Rozpoczynamy nasz nowy nieregularny cykl: Podgórskie sklepy z tradycją. Będziemy opowiadać o sklepach, które od wielu lat funkcjonują w Podgórzu, a także o ludziach, którzy je prowadzą. Na początek Anna Maria Dewocjonalia.

Pani Anna samodzielnie od wielu lat prowadzi sklep z dewocjonaliami, który stworzyła jej Mama. Miejsce mocno zakorzenione na mapie Podgórza, 19 marca 2021 roku będzie obchodzić swoje 30 urodziny.

Skąd pojawił się pomysł powstania sklepu?

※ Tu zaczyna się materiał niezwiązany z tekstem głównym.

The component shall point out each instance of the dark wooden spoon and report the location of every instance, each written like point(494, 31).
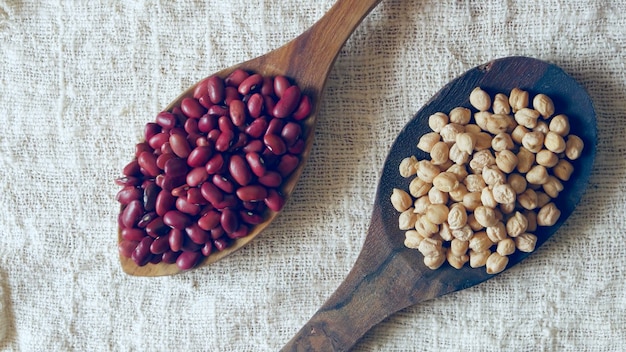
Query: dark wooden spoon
point(387, 276)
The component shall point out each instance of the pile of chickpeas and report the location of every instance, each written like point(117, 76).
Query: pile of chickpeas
point(493, 173)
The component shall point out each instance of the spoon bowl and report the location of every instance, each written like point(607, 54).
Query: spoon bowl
point(306, 60)
point(388, 276)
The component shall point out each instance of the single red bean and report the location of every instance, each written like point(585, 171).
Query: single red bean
point(288, 163)
point(229, 220)
point(252, 193)
point(157, 227)
point(188, 260)
point(215, 88)
point(223, 183)
point(215, 164)
point(271, 179)
point(250, 84)
point(132, 213)
point(290, 133)
point(235, 78)
point(211, 193)
point(141, 255)
point(255, 105)
point(274, 200)
point(287, 103)
point(176, 219)
point(176, 239)
point(304, 108)
point(281, 83)
point(126, 248)
point(275, 144)
point(196, 176)
point(192, 108)
point(128, 194)
point(257, 128)
point(256, 163)
point(160, 244)
point(133, 234)
point(238, 112)
point(239, 170)
point(180, 146)
point(150, 129)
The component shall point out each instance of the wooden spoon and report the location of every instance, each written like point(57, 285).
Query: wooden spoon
point(307, 60)
point(387, 276)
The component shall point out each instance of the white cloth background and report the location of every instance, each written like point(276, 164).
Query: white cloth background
point(79, 79)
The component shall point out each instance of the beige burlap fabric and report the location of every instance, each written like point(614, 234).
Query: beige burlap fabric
point(79, 79)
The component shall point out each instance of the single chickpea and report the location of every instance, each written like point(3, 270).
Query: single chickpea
point(506, 247)
point(460, 115)
point(419, 187)
point(574, 147)
point(533, 141)
point(516, 225)
point(560, 125)
point(548, 215)
point(518, 99)
point(563, 170)
point(527, 117)
point(526, 242)
point(400, 200)
point(437, 120)
point(496, 263)
point(547, 158)
point(544, 105)
point(501, 104)
point(528, 199)
point(554, 142)
point(439, 153)
point(428, 140)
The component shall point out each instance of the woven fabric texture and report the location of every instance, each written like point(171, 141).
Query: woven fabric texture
point(79, 79)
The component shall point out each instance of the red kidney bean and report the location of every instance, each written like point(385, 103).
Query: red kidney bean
point(215, 164)
point(275, 144)
point(256, 163)
point(215, 89)
point(192, 108)
point(211, 193)
point(179, 145)
point(176, 239)
point(209, 220)
point(132, 213)
point(133, 234)
point(290, 133)
point(196, 176)
point(252, 193)
point(235, 78)
point(188, 260)
point(281, 83)
point(287, 103)
point(288, 163)
point(160, 244)
point(271, 179)
point(176, 219)
point(250, 84)
point(141, 255)
point(223, 183)
point(239, 170)
point(237, 112)
point(274, 200)
point(128, 194)
point(186, 207)
point(126, 248)
point(157, 227)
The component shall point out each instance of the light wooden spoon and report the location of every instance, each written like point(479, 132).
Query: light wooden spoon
point(387, 276)
point(307, 60)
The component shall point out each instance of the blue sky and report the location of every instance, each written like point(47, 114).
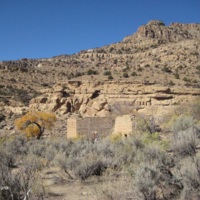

Na pomysł powstania sklepu wpadła Mamusia – Aleksandra Żeglecka-Szewczyk (z domu Górska), która bardzo udzielała się w życiu religijnym, m.in. organizowała pielgrzymki i wycieczki. Do otwarcia sklepu dodatkowo zachęcili ją znajomi.  Zarządzała sklepem do ostatnich swych dni (zmarła w 2019 r).

Dlaczego Podgórze?

Mamusia szukała odpowiedniego miejsca i wypatrzyła obecną siedzibę. Przed powstaniem sklepu podwórko nie było handlowe. Miejsce nadawało się do remontu. Mamusia tchnęła w nie życie.
Nasza Rodzina pochodzi z Podgórza. Mamusia i ja urodziłyśmy się na ulicy Zamoyskiego, w mieszkaniu po dziadkach. Do dzisiaj w tym miejscu mieszka moja siostra. Byłam chrzczona w Kościele św. Józefa i wychowałam się w Podgórzu. Nasza rodzina, czyli dziadek i wujkowie prowadzili na ulicy Kalwaryjskiej warsztat zegarmistrzowski – w miejscu, w którym obecnie znajdują się sklep z zabawkami oraz bank. Wcześniej oprócz zegarmistrza w tym miejscu był optyk.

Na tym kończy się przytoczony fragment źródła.